Infatti, questa Corte ha costantemente affermato che, in tema di condanna alle spese processuali, il principio della soccombenza va inteso nel senso che soltanto la parte interamente vittoriosa non può essere condannata, nemmeno per una minima quota, al pagamento delle spese stesse e che, con riferimento al regolamento delle spese, il sindacato della Corte di cassazione è conseguentemente limitato ad accertare che non risulti violato il principio secondo il quale le spese non possono essere poste a carico della parte vittoriosa, con la conseguenza che esula da tale sindacato, e rientra nel potere discrezionale del giudice di merito, sia la valutazione dell’opportunità di compensare in tutto o in parte le spese di lite, tanto nell’ipotesi di soccombenza reciproca, quanto nell’ipotesi di concorso con altri giusti motivi, sia provvedere alla loro quantificazione, senza eccedere i limiti (minimi, ove previsti e) massimi fissati dalle tabelle vigenti (Cass., Sez. 1, 4/8/2017, n. 19613).
Ne consegue che, in presenza della soccombenza della parte in entrambi i gradi del giudizio, i rilievi sollevati non sono suscettibili di sindacato di legittimità, con conseguente infondatezza della censura.

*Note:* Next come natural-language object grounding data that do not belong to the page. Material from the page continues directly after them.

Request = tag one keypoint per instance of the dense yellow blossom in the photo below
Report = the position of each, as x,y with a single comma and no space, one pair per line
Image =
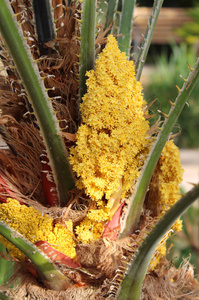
165,192
114,129
36,226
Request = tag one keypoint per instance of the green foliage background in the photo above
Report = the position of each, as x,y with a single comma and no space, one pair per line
161,85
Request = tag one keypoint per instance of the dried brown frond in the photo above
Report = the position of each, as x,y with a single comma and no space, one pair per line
21,165
169,283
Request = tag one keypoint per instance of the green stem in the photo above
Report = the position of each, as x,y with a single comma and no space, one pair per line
49,274
148,37
126,26
131,285
41,103
87,53
135,207
112,4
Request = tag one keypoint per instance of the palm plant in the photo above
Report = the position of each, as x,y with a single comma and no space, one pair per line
90,193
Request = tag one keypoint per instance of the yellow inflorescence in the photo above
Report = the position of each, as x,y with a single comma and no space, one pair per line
36,226
114,129
168,176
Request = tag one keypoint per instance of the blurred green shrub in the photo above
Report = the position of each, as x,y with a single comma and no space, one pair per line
161,85
190,30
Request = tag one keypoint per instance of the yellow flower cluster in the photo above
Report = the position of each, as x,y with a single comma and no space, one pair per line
114,129
91,228
36,226
165,192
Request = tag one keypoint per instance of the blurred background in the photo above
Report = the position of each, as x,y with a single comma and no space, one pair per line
175,44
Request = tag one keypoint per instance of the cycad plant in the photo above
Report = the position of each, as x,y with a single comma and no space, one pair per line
89,191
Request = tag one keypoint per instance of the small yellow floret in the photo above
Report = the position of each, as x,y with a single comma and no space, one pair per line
36,226
114,129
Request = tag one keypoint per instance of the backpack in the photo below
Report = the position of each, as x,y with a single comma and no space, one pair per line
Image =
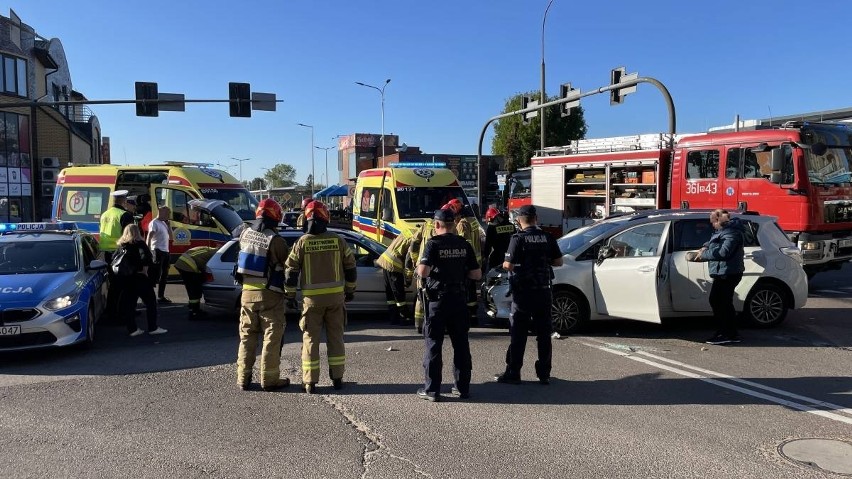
120,265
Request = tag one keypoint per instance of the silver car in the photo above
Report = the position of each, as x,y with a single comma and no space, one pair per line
222,292
635,267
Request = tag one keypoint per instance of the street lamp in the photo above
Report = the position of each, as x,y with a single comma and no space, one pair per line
326,160
543,101
313,173
241,160
382,92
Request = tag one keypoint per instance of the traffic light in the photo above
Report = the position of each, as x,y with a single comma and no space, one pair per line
565,89
147,99
615,96
239,95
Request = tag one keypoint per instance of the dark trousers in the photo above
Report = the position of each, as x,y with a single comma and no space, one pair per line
722,303
159,273
447,315
530,307
134,287
193,282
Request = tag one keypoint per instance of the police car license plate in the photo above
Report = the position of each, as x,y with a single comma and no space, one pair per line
10,330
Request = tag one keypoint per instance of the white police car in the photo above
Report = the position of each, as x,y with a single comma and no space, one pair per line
52,286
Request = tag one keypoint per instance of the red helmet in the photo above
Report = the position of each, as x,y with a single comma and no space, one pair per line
491,213
269,208
317,211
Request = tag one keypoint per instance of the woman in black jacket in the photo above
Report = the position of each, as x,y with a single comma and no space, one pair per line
136,284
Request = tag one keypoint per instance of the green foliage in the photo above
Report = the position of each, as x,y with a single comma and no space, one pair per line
518,142
280,175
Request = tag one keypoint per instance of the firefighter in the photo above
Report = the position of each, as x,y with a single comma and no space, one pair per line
398,268
300,221
322,264
447,266
530,257
191,267
468,228
260,269
497,236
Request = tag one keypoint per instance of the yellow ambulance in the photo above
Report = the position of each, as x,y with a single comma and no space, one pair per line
83,192
396,200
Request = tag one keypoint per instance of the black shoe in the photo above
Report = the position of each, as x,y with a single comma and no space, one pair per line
721,339
455,391
431,397
506,379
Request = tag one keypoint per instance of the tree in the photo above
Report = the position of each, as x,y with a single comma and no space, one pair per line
517,142
280,175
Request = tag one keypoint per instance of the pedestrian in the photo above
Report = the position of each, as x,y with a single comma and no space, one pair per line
159,236
300,221
112,224
725,256
447,265
260,269
136,284
529,258
323,265
498,233
397,268
191,267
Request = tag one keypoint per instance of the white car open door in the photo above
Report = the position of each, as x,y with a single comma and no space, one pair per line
628,282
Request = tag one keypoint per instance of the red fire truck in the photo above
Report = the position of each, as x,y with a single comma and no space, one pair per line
798,172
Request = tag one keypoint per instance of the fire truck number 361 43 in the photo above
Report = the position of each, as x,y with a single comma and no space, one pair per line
695,188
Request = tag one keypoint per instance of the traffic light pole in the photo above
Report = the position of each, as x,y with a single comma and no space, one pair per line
572,96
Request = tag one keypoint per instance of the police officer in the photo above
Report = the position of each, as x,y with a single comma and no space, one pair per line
530,256
397,267
326,266
447,264
112,224
191,267
497,235
260,269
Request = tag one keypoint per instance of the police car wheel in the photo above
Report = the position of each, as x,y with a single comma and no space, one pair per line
568,312
766,305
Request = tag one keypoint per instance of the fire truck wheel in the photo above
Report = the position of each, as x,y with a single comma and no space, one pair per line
569,312
766,305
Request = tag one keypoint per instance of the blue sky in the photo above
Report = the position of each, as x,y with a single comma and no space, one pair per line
452,64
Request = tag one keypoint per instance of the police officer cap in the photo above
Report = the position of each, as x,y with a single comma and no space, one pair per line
446,216
526,210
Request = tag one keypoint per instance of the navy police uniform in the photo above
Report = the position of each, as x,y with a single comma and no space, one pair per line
532,252
451,259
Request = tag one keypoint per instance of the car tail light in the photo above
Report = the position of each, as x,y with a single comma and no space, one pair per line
793,252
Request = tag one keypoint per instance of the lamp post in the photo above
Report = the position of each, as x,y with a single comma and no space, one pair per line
543,100
326,160
240,160
382,92
313,173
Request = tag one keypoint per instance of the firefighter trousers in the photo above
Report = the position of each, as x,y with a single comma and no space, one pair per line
315,316
261,313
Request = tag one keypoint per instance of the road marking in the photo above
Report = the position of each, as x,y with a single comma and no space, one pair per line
809,407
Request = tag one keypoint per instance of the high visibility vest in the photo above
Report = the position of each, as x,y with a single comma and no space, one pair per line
110,228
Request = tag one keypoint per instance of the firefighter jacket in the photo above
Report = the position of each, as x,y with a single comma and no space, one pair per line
396,259
322,265
194,260
468,229
260,264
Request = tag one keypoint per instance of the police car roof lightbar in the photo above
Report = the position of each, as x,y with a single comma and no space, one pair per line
26,227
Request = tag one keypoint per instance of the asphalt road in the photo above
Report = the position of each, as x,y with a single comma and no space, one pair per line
627,400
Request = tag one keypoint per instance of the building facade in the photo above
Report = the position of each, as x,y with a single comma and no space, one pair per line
38,138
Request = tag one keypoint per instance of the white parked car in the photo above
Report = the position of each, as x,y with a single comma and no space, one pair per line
649,278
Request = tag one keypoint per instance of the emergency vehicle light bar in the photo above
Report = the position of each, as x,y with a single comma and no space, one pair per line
61,226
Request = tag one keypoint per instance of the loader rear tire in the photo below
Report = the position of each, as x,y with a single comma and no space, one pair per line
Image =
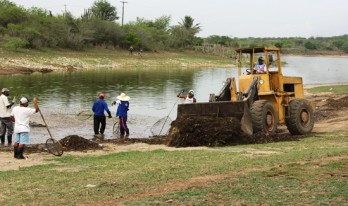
264,117
301,119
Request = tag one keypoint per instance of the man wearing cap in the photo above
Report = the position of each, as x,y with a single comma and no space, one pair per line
260,67
122,113
189,98
98,108
5,112
20,115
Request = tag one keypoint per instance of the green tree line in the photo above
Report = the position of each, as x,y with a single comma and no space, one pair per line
36,28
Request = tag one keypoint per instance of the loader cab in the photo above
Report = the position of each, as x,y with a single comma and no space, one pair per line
269,80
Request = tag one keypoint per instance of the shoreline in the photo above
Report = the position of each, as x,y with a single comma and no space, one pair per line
45,61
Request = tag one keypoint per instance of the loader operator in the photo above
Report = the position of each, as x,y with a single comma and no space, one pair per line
260,67
189,98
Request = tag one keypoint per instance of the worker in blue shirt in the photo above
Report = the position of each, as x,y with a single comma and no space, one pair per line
122,111
98,108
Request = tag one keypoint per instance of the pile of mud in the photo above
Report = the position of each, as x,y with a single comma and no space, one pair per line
213,131
330,109
126,141
77,143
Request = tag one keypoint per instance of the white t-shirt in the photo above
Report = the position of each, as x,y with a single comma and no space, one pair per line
4,111
188,100
21,115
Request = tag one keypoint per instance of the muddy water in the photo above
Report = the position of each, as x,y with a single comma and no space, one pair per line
152,90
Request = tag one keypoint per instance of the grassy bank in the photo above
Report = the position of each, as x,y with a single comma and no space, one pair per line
98,58
312,171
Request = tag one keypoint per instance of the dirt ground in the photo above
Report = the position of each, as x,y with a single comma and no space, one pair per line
331,115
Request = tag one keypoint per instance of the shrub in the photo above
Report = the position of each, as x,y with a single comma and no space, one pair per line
13,43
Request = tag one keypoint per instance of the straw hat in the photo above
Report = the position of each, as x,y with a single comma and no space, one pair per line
123,97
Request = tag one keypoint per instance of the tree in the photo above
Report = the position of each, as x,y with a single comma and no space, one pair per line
183,35
10,13
188,24
104,10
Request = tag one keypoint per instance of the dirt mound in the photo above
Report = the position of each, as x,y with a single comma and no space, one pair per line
126,141
77,143
337,104
212,131
330,108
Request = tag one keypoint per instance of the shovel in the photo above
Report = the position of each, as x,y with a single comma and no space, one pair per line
53,146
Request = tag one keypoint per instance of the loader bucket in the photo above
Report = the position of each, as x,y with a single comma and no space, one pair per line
238,110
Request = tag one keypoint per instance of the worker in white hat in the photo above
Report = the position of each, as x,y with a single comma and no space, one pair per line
122,113
189,97
21,115
5,112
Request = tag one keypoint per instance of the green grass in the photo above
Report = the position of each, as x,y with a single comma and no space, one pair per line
99,57
335,89
312,171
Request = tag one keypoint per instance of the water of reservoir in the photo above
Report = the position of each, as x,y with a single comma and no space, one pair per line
152,90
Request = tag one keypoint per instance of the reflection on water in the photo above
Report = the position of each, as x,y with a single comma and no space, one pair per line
152,90
317,70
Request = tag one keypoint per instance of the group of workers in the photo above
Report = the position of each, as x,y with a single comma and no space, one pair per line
100,107
99,119
20,115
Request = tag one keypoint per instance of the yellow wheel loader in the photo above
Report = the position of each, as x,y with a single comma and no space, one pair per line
264,99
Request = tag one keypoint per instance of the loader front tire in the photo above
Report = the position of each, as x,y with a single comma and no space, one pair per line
264,117
301,119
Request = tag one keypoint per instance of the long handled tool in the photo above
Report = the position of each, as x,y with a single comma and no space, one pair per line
53,146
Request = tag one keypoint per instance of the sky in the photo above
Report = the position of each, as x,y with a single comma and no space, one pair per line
233,18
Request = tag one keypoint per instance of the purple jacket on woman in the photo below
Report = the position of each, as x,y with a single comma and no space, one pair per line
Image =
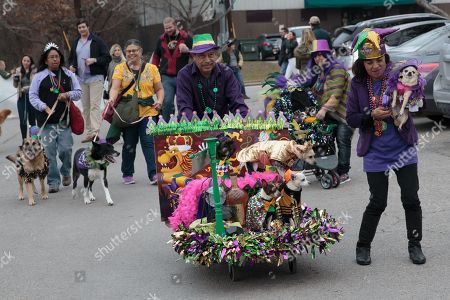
358,116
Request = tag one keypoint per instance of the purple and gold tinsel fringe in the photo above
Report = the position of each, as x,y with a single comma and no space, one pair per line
317,232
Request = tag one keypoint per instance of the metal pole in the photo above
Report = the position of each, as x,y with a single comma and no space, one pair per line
212,142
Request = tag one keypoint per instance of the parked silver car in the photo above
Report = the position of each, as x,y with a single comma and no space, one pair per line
441,86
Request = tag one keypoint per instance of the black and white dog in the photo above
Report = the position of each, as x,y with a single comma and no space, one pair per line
91,163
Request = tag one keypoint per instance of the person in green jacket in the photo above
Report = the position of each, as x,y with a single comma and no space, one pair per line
233,59
320,33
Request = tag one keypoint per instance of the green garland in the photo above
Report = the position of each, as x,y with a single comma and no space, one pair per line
216,123
200,245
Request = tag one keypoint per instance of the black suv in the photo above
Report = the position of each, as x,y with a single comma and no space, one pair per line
344,35
269,45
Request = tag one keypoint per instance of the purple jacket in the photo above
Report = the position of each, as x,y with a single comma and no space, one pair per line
358,116
228,96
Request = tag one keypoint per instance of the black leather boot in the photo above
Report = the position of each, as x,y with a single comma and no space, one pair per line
414,231
415,253
363,256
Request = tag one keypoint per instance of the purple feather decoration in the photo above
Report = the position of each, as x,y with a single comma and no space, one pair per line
281,81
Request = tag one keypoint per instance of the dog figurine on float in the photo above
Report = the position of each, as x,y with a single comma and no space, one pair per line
280,154
31,163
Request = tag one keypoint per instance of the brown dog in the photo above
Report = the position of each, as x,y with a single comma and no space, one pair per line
31,163
4,113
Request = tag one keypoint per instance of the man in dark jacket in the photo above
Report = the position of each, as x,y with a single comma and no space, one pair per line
319,33
170,56
89,59
233,59
282,56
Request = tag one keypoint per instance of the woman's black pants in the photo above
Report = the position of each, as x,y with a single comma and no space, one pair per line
378,185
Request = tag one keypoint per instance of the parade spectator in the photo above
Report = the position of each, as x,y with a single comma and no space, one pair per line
55,85
89,59
3,72
22,80
291,44
303,51
320,33
331,88
382,144
170,56
117,57
206,86
233,59
147,83
282,61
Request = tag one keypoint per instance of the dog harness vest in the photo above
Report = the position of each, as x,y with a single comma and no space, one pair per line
30,176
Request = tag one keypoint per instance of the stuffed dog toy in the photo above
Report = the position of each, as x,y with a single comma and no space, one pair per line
31,163
4,113
406,87
289,203
280,154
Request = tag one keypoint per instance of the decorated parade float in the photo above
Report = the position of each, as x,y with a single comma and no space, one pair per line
230,189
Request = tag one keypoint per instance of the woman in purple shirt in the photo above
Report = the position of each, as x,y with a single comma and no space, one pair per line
382,145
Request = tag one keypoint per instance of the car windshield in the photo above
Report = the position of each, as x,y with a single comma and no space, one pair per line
424,42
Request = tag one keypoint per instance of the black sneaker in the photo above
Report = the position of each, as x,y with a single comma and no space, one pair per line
363,256
416,254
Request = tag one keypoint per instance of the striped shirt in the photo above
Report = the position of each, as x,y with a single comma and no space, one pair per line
336,84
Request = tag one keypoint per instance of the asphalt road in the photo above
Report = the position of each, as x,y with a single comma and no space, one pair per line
54,249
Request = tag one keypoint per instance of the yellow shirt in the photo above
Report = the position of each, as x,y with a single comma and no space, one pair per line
149,77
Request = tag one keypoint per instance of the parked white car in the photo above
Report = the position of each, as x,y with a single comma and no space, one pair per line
441,86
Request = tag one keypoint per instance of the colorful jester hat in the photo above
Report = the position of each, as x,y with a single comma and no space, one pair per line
369,42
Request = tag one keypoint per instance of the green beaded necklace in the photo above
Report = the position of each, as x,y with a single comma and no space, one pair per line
208,109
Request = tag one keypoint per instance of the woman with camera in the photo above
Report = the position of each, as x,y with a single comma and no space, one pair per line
22,81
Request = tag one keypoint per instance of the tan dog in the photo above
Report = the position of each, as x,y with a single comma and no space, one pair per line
280,154
4,113
31,163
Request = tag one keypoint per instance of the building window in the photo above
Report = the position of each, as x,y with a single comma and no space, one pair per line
259,16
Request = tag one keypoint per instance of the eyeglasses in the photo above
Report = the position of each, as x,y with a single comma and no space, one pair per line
210,55
132,50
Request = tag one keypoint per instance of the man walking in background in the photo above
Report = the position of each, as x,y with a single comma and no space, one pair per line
170,56
319,33
233,59
89,59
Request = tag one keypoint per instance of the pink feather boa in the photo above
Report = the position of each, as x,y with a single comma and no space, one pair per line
186,212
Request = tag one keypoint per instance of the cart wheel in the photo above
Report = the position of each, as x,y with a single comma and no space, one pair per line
336,180
232,272
326,181
292,261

In conclusione, dichiarata l’infondatezza dei motivi, il ricorso deve essere respinto.
Considerato il tenore della pronuncia, va dato atto -ai sensi dell’art. 13, comma 1 -quater , del D.P.R. n. 115 del 2002 -della sussistenza dei presupposti processuali per il versamento, da parte della ricorrente, di un ulteriore importo a titolo di contributo unificato, pari a quello previsto per la proposizione dell’impugnazione, se dovuto.
P.Q.M.
Rigetta il ricorso.
Condanna la ricorrente al pagamento, in favore dei controricorrenti, delle spese del giudizio di legittimità, che liquida in Euro 6.000,00, quanto a RAGIONE_SOCIALE ed euro 5.000,00 quanto a NOME COGNOME per compensi, oltre alle spese forfettarie nella misura del 15 per cento, agli esborsi liquidati in Euro 200,00 ed agli accessori di legge.
Ai sensi dell’art. 13, comma 1 -quater , del d.P.R. n. 115 del 2002, inserito dall’art. 1, comma 17, legge n. 228 del 2012, dichiara la sussistenza dei presupposti processuali per il versamento da parte della ricorrente del contributo unificato previsto per il ricorso a norma dell’art. 1 -bis dello stesso art. 13, se dovuto.
Così deciso in Roma, nella camera di consiglio del 25 marzo 2025.